Kemalist rejimin İslam ve İslami değerlere yönelik saldırıları Şeyh Said Kıyamı'na yol açtı

Şeyh Said Kıyamı, 13 Şubat 1925'te, Dara Hênê (Hani) vilayetinin Eglê (Eğil) bucağına bağlı Piran (Dicle) köyünde başladı. Kemalist rejimin İslam ve İslami kurumlar üzerindeki baskılarına karşı bir tepki olarak ortaya çıktı.

Şeyh Said, yeni rejimin İslamiyet'i hedef almasından büyük rahatsızlık duyuyordu ve buna karşı çıkan mektuplar gönderiyordu. Bu süreçte, Urfa'daki Milli Aşiret Reisi Halil Bey'e gönderdiği mektupta, Şeyh Said Efendi rejimi sert bir dille eleştiriyor ve Müslümanların ayağa kalkmasını öneriyordu.

Ayaklanmanın başlangıcında, Şeyh Said ve 46 yoldaşı Diyarbakır'da idam edildi. Bu olay, Müslüman Kürd halkı üzerinde derin izler bıraktı ve İslam'a karşı yapılan zulmü hatırlatmak için önemli bir simge oldu.

Şeyh Said'in mücadelesi sadece Kürdistan'a özgü bir hareket değildi, aynı zamanda tarih boyunca var olan hak-batıl mücadelesinin bir örneğiydi.

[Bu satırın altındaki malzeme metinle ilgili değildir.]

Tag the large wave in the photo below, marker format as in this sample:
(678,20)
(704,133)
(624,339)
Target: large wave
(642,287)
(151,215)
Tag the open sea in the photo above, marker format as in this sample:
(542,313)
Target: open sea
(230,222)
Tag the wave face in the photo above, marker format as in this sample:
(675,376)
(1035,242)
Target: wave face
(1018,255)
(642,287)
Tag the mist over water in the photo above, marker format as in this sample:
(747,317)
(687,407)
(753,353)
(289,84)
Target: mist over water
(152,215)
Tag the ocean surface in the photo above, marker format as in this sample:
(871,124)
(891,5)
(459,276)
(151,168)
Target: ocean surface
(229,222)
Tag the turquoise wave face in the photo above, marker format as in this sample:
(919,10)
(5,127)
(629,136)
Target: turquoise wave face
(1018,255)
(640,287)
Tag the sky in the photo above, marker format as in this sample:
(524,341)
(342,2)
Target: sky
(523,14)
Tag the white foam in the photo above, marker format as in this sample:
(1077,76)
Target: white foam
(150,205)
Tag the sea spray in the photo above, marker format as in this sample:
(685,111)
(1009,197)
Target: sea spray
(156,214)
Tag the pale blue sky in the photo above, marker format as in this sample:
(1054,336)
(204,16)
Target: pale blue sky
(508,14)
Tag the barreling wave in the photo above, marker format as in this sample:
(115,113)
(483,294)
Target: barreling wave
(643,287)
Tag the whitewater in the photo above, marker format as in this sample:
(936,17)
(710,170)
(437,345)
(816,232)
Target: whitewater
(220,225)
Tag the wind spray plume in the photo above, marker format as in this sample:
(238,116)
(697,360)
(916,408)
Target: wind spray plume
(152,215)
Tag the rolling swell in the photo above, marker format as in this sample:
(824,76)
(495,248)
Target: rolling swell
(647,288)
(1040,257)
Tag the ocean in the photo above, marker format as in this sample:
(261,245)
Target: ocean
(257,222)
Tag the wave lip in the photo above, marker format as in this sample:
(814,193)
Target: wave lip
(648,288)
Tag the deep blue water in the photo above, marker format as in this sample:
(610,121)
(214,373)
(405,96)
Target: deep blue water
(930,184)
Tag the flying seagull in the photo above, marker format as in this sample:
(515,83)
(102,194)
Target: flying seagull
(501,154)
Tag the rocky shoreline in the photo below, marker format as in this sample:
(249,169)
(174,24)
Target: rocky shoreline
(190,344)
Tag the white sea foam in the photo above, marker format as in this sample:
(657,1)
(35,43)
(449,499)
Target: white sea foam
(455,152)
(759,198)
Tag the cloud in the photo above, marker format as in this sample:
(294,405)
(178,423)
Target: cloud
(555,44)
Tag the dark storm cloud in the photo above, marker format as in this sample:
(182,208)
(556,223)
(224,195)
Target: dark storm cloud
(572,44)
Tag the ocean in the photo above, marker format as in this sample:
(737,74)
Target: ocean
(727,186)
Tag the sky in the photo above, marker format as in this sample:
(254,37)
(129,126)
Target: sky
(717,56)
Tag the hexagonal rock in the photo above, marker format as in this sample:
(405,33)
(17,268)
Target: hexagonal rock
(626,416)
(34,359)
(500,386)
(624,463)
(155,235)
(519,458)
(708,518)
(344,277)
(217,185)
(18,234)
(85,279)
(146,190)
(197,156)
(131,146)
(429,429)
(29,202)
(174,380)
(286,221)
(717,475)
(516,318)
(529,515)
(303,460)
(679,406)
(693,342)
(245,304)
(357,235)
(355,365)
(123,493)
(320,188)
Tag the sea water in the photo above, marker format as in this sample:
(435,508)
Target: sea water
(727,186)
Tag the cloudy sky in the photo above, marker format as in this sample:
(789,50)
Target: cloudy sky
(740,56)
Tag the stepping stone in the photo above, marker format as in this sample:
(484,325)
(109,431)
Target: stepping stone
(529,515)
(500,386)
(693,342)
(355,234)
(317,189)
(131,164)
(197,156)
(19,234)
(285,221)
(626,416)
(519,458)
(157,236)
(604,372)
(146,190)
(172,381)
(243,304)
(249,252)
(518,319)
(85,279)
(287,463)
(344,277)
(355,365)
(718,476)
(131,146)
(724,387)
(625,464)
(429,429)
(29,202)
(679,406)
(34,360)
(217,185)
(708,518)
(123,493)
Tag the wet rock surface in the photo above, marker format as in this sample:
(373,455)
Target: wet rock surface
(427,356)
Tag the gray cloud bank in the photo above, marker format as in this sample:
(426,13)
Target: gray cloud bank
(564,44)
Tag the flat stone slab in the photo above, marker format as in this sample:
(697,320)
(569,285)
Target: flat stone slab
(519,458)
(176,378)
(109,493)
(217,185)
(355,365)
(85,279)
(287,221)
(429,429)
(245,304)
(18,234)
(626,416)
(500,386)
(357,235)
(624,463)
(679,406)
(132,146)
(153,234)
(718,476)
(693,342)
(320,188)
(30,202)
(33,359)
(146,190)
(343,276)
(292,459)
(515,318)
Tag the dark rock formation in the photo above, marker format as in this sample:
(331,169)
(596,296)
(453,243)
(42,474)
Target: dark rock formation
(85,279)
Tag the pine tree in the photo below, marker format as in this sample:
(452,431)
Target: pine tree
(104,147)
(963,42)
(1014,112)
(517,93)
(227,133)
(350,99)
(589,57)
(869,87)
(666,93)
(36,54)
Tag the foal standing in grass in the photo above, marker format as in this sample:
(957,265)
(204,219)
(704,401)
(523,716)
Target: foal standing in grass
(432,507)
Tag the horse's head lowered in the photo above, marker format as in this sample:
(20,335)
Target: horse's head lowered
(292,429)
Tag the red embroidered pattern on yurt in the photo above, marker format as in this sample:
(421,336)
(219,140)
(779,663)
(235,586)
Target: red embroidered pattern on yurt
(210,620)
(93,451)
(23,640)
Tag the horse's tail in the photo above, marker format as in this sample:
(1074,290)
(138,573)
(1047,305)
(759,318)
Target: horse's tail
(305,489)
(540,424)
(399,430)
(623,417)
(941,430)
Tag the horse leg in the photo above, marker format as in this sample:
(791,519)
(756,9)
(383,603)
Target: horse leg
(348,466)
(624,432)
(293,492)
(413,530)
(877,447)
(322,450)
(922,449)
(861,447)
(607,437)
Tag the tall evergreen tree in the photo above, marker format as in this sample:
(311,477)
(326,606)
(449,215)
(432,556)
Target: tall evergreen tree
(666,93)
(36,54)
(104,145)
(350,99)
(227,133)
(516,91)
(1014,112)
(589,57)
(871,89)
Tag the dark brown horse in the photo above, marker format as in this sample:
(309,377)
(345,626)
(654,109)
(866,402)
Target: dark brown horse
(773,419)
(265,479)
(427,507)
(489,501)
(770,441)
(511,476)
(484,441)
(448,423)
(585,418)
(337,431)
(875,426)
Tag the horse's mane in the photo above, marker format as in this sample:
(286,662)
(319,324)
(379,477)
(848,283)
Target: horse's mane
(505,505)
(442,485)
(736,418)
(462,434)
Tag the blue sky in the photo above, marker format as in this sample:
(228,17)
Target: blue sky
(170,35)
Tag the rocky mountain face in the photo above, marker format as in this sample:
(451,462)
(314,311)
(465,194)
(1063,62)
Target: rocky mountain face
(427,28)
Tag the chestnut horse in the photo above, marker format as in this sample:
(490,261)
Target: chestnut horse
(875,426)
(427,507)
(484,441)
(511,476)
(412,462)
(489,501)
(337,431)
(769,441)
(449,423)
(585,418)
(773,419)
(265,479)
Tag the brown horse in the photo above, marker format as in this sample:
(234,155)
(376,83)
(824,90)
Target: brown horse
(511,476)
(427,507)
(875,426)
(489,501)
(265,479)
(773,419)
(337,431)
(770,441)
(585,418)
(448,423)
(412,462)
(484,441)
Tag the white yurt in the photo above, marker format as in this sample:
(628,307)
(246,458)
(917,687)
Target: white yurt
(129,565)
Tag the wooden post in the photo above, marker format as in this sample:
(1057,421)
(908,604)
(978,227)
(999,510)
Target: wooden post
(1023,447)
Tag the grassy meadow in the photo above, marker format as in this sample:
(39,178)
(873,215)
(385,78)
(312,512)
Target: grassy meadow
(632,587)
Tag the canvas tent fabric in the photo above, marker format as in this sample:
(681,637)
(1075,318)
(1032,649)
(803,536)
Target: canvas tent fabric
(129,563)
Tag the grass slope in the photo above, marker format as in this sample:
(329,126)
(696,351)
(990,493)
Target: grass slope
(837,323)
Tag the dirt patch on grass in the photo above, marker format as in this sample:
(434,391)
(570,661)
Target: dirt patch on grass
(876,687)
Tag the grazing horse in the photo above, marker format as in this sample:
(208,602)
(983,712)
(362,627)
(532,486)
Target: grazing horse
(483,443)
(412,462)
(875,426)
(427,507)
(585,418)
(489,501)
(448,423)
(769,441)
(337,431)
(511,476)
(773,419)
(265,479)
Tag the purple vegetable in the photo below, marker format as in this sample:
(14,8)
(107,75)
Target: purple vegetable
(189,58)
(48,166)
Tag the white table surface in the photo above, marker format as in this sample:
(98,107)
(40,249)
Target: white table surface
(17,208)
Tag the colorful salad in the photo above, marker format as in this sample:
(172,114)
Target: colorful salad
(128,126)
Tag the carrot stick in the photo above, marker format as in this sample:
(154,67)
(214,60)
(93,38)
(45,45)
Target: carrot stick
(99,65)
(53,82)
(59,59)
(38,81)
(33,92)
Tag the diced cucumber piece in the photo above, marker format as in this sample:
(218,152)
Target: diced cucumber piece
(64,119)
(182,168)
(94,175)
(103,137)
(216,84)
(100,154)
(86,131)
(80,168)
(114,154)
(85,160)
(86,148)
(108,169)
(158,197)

Cumhuriyetin ilanından sonra Hilafetin kaldırılması ve İslami değerlere yapılan saldırılar, Kürdistan'da da büyük etkilere yol açtı ve Şeyh Said'in hareketine zemin hazırladı.

Şeyh Said'in ölümünden önceki sözleri, onun mücadelesinin ne kadar ilahi ve dini olduğunu ortaya koymaktadır: "Değersiz dallarda asılmama pervam yoktur. Muhakkak ki mücadelem Allah ve dini içindir."

Şeyh Said'in idam edilmesi, Müslüman Kürd halkı üzerinde büyük bir zulüm furyası başlatmış ve İslami ve kültürel değerlere karşı yapılan tasfiyeleri hızlandırmıştır.